Malls, multiplexes, mills and market failures
Published by Ravikiran Rao November 26th, 2003 in EconomicsI had mentioned to Yazad that I would do a post on sweatshops, but I haven’t done so. Instead, I’ve written about Ayodhya and something about mechanisms.
Now I think I will post about malls and multiplexes.
You know we have a lot of them coming up all over Mumbai. All of them are being built on land freed up by closed-down mills and factores. In their place are coming up malls, multiplexes and housing complexes (which I did not include in the title because it did not alliterate)

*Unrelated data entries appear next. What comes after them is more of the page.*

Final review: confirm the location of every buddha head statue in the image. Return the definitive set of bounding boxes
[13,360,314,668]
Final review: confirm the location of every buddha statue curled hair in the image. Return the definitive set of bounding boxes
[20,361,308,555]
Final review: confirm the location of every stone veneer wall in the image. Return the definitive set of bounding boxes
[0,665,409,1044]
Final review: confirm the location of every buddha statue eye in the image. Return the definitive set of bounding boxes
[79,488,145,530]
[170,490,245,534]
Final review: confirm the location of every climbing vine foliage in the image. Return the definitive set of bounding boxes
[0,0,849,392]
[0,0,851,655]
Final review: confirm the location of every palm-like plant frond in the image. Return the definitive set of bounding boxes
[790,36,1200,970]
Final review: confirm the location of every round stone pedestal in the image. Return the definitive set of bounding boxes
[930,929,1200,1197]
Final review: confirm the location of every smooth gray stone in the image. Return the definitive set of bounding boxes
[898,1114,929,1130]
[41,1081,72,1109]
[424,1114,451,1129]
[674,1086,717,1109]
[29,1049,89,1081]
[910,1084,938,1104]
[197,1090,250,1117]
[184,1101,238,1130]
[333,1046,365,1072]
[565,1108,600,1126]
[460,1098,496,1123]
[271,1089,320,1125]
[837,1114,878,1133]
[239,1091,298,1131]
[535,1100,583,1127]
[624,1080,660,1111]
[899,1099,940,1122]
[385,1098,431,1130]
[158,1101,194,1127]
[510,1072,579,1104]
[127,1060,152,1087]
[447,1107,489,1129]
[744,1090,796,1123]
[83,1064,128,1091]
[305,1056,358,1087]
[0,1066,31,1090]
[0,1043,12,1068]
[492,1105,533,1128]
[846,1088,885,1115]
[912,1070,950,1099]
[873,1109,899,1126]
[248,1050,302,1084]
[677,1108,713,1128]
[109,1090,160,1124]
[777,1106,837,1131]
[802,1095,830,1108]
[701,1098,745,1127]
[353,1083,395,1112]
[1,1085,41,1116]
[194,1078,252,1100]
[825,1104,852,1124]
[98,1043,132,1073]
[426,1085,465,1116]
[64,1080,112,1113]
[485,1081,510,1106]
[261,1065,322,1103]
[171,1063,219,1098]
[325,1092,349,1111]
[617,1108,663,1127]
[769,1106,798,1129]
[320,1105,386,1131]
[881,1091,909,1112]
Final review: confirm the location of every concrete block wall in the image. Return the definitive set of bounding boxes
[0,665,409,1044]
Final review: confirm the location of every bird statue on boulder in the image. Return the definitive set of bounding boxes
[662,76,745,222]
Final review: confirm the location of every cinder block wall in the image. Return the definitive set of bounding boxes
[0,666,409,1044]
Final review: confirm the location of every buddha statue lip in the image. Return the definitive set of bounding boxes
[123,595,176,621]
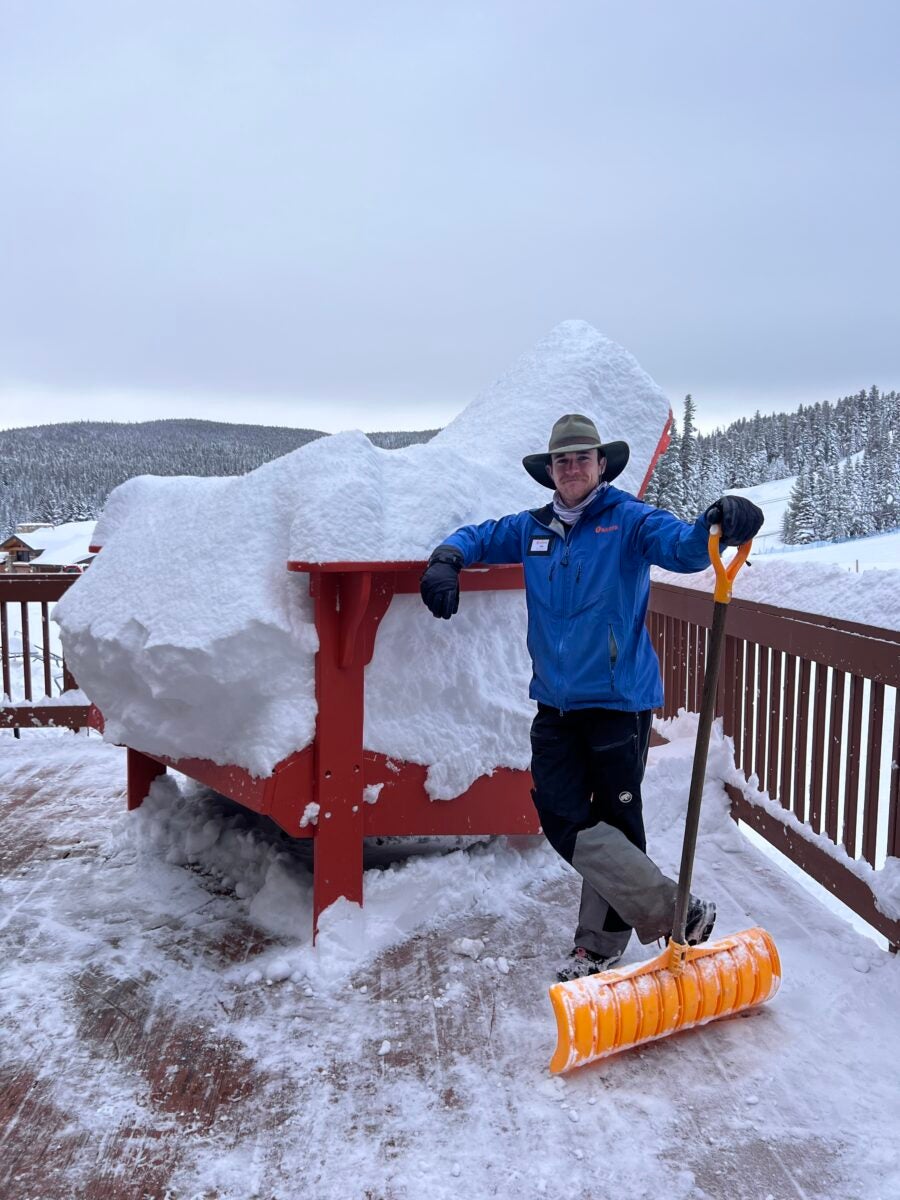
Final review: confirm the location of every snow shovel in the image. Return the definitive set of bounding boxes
[548,527,781,1073]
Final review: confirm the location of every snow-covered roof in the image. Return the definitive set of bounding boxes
[27,520,97,566]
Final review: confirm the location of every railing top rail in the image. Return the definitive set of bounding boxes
[650,581,900,687]
[0,575,78,600]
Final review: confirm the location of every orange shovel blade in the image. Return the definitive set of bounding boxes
[548,926,781,1074]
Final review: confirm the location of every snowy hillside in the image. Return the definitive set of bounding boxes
[724,476,794,552]
[724,471,899,572]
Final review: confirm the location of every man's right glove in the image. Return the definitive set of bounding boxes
[704,495,765,547]
[420,545,463,619]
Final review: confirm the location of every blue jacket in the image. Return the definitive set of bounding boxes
[443,485,711,713]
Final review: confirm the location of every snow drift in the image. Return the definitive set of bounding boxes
[55,321,671,788]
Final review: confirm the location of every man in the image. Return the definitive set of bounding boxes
[419,413,764,981]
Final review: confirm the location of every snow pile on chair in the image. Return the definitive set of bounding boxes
[55,320,671,791]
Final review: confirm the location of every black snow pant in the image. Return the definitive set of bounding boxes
[530,704,678,958]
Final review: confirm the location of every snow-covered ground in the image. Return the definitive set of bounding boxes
[2,720,898,1200]
[758,525,900,571]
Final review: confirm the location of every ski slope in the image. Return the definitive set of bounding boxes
[724,476,794,552]
[726,472,899,570]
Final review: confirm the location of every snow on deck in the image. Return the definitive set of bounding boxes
[7,720,900,1200]
[3,723,898,1200]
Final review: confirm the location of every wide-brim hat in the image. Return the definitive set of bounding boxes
[523,413,630,488]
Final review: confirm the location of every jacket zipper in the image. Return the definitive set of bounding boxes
[572,567,582,703]
[557,543,570,711]
[531,496,621,711]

We capitalists cheer this phenomenon as an example of creative destruction, but the fact remains that the closing down of these mills and factories was tragic for those who worked there. I know, because I saw it first hand in my family.
Mostly, this shift out of Mumbai was inevitable, but I saw second hand how the unions and the government made it worse.

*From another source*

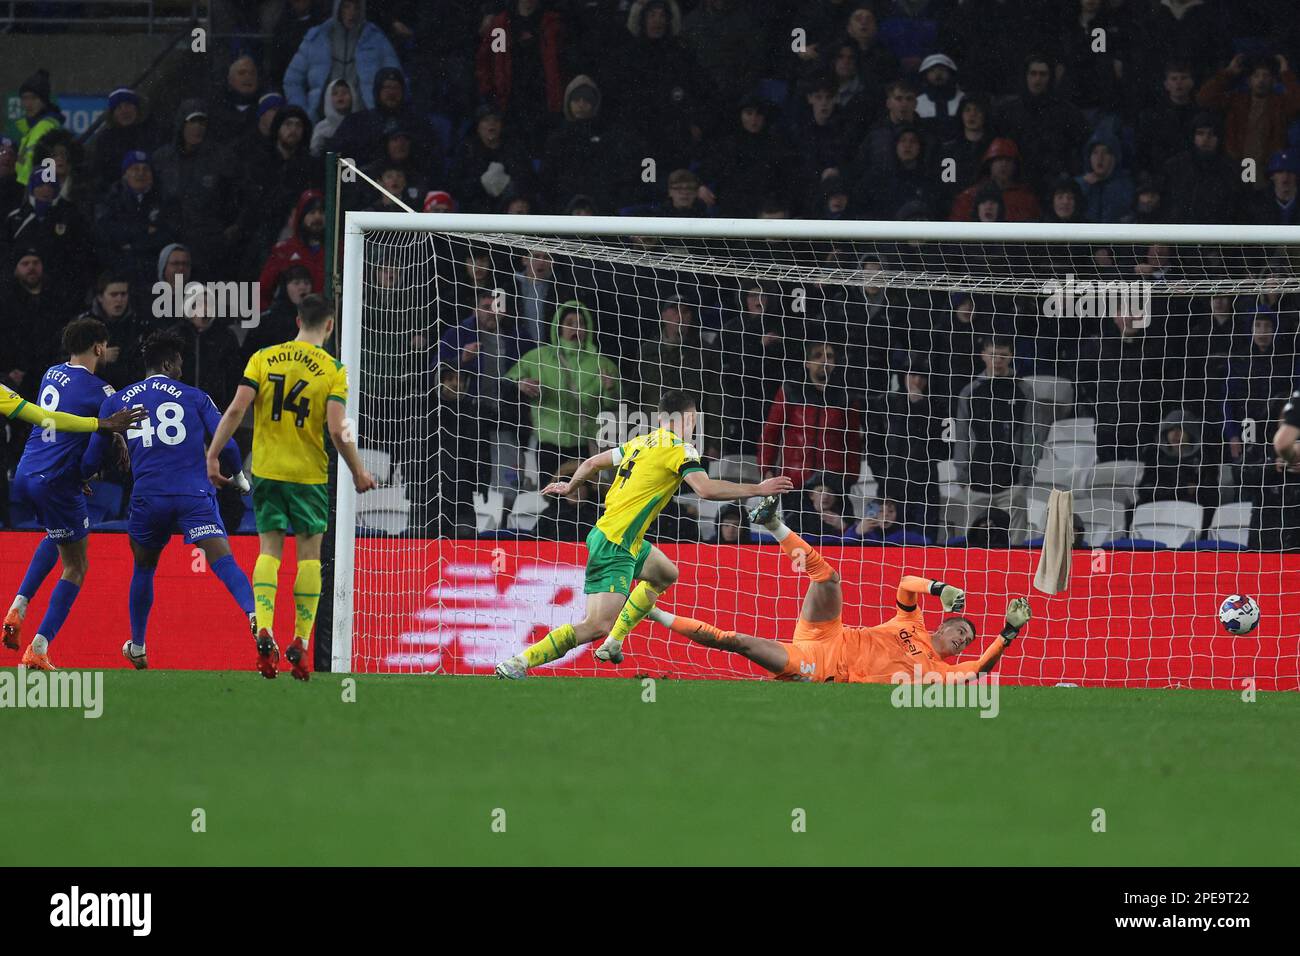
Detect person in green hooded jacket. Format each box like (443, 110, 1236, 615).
(507, 298, 620, 483)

The unions made it worse by going on strike at the drop of a hat, asking for astonishingly exorbitant bonuses, refusing to let the management discipline anyone, squabbling among themselves, often murderously, refusing to let the company lay off anyone, refusing to give permission to close and when they eventually did, asking for unreasonably high compensation. These tactics made companies unprofitable, delayed and often permanently denied workers any compensation and often frustrated the management so much that they simply stripped from the company what they could, abandoned the land, buildings (and of course the workers) to their fate and made what fresh start they could outside Mumbai.
The government played along with the unions and labour laws being what they were, they essentially turned over Mumbai’s industry to the unions. They refused to let the management sell off mill land, citing workers interests, but in the process delayed the sell-off so much that the workers actually got too little, too late.
If the market mechanism had ever failed so badly, we would never hear the end of it, but how many people talk of the failure of the government protection system for workers? How many people talk of the failure of the union system?
More importantly, why did these failures occur?
Simply because both union leaders and government officials are human beings like you and me.
Update:
Not again! Who keeps publishing all my drafts? Anyway, to be continued…
I think it was Friedman who said that the market does not have a press agent, unlike the Government or even the Unions.